Al-Sadr and two companions went missing in 1978 during an official visit to Libya at the invitation of Moammar Qaddafi. Lebanon has blamed Moammar Qaddafi for his disappearance, and relations between the two countries have been tense over the case ever since.

Hannibal Qaddafi, who was three in 1978, was briefly kidnapped by Shiite militants in Lebanon before they handed him over to police late Friday. He appeared in a video aired late Friday on local Al-Jadeed TV saying anyone with information about al-Sadr should come forward. He appeared to have been beaten.

Al-Sadr's family has filed a lawsuit against Hannibal Qaddafi, accusing him of hiding information. The family believes he may still be alive in a Libyan prison, though most Lebanese presume al-Sadr is dead. Libya has maintained that the cleric and his two traveling companions left Tripoli in 1978 on a flight to Rome and suggested he was a victim of a power struggle among Shiites.
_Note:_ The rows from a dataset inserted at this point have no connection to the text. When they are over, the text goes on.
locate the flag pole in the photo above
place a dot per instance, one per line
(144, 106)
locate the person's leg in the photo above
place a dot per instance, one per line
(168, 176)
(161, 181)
Al-Sadr was the founder of Amal, a Shiite political and military group that took part in the long Lebanese civil war that began in 1975, largely pitting Muslims against Christians.

Hannibal Qaddafi, who is married to a Lebanese woman, was arrested in 2008 for allegedly beating up two servants in a Geneva luxury hotel, sparking a diplomatic spat that dragged on for months. In 2005, a French court convicted him of striking a pregnant companion in a Paris hotel. He was given a four-month suspended prison sentence and a small fine.

He fled to Algeria after Tripoli fell, along with his mother and several other relatives. Media reports said he then moved to Syria, where he had been living until he came to Lebanon.

He is wanted by Interpol for crimes related to the autocratic rule of his father, who was killed by opposition fighters in 2011 following the uprising in Libya, ending his four-decade rule of the north African country.